NinePeople want more

“Nice, I like it, what are you doing next month?”. We heard this more than any other response. No pause. No time for reflection. Just instant MOAR. And while this reaction is arguably self inflicted after announcing a ‘change is constant’ mantra, it felt a little more than that and so very interesting to witness so frequently.

The turnover in digital is fast, this relentless change thing is for real, but people have actually adapted. Taking part in the whirlwind ecosystem of blog fodder, tweet memes and social media trends therefore is like stepping into the arena. Another nod to the benefit of our first point – scheduling – finding ways to sustain your practice and become more than a one trick pony.

TenChange. Check ✔

To reiterate as above, ‘this relentless change thing is for real’. Sure it was obvious that things were changing before 2011, we’re not saying we invented change last year, but the pace of it and the challenges that all businesses face in keeping up are more scary and exciting that we had ever imagined.

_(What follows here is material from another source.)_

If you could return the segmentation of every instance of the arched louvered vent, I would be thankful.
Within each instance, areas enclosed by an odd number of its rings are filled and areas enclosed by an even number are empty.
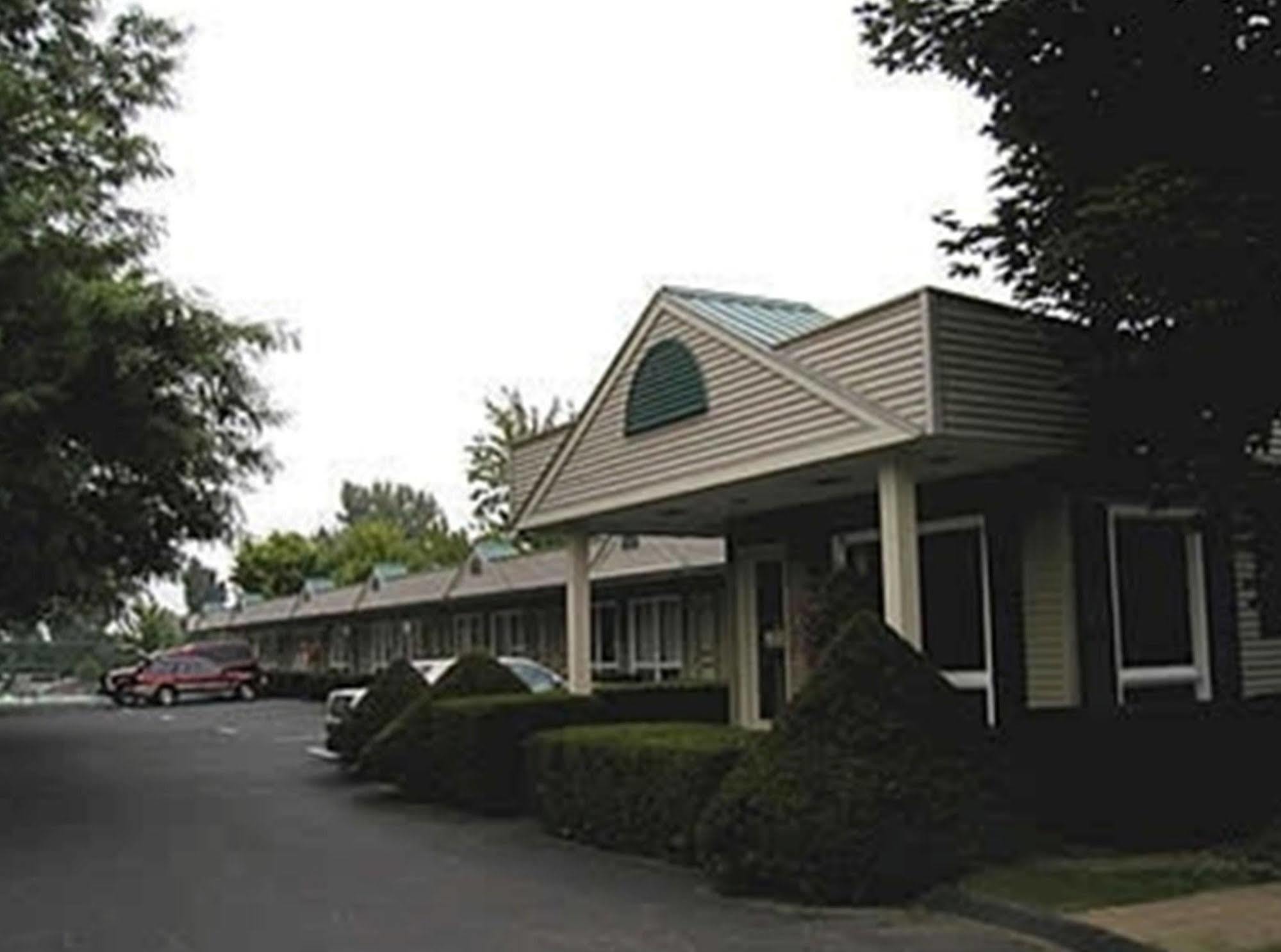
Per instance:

ElevenAssociates are essential

Last, and by no means least, our biggest and most enjoyable lesson from 2011 was re-realising the importance of our associates. The more people we involved, the better things got. It seems silly that this should list as a lesson from last year when the concept – as our name suggests – was the core philosophy when we set up shop, but I think maybe its a little easy to forget and we allowed ourselves to get distracted.

Thank goodness then for 2011 and its ability to teach us things we already new. And for it’s ability to contradict so widely by teaching us that some things don’t change at all.